Bachelor of Science (B.S.). Bachelor of Arts (B.A.) in Microbiology, Biology, Physical Science or related field.
Strong technical and general problem solving skills.
Strong aseptic technique and understanding of microbiology.
Training of personnel.
Familiar with ISO 9000/ISO 13485 Quality System Standards, ISO 14644 Cleanrooms and Associated Controlled Environments, FDA Quality System Regulations, GMPs, and/or other international medical device regulations.
Familiarity with ISO standards, USP, EP, and JP.
Knowledge of activities required to test product and monitor the manufacturing environment for microbiological character.
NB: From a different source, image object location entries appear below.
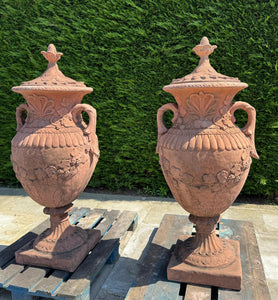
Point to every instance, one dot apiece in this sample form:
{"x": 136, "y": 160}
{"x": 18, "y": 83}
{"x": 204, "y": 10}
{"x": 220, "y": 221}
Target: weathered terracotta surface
{"x": 54, "y": 154}
{"x": 205, "y": 159}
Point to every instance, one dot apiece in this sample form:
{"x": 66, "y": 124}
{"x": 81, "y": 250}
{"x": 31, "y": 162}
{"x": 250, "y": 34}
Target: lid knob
{"x": 51, "y": 55}
{"x": 204, "y": 49}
Ability to work with company staff and communicate effectively throughout the organization is essential.
Excellent written and oral communication skills.
This position is not eligible for employer-sponsored work authorization. Applicants must be legally authorized to work in the United States without the need for current or future employer-sponsored work authorization.

Nice To Haves

Experience in Quality Laboratory.
GLP/GMP experience.
Pharmaceutical experience and/or other regulated industry or similar experience.
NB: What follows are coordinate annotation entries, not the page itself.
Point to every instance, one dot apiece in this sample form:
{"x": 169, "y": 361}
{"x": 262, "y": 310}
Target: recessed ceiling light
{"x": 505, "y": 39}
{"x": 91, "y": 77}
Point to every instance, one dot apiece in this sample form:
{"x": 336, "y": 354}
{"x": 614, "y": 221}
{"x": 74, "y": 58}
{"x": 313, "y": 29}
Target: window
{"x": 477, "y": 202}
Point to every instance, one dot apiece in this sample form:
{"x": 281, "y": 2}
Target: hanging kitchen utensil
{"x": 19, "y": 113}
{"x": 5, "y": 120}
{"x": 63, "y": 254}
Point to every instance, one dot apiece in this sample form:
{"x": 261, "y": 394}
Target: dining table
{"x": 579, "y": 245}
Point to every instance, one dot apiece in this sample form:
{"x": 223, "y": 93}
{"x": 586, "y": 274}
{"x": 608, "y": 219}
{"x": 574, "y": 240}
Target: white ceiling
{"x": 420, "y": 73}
Experience with the sterilization of medical devices including Steam, EtO, and Gamma processes, and testing methods associated with those processes.

Responsibilities

Quality Testing Perform Endotoxin and Bioburden testing per established procedures.
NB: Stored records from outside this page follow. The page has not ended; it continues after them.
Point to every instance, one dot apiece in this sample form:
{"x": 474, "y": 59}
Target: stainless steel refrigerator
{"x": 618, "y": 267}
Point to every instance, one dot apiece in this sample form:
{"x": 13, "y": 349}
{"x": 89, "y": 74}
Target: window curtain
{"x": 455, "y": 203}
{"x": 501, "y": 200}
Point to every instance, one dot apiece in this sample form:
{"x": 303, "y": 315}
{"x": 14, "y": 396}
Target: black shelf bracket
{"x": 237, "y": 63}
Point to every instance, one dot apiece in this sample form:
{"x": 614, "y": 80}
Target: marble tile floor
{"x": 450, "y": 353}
Perform Environmental Monitoring (EM) of the Cleanrooms as required.
Perform quality analysis of the water systems for the manufacturing sites as required.
Documentation Perform quality review for microbiological testing/EM monitoring data.
Coordinate and maintain associated databases for all microbiological data and provide support to other departments as required.
Monitor microbiological trends in their respective areas and respond appropriately.
Write, revise, and review related Standard Operating Procedures (SOPs) and Department related Protocols.
Perform root cause analysis for microbial excursions and other microbiology investigations.
Write and review investigations of microbial excursions and other microbiology investigations.
Monitor the manufacturing and quality assurance activities associated with the sterilization of Merz Aesthetics Medical products.
Validation Support Maintain an elevated level of expertise in current regulatory requirements, including FDA Quality System Regulations, and ISO standards.
Participate in audits and as part of cross-functional teams with other functional areas and facilities as an SME (Subject Matter Expert).
Manufacturing Support Support sterilization, product, process, environmental and cleaning validations as required to ensure product quality and Quality System requirements are met.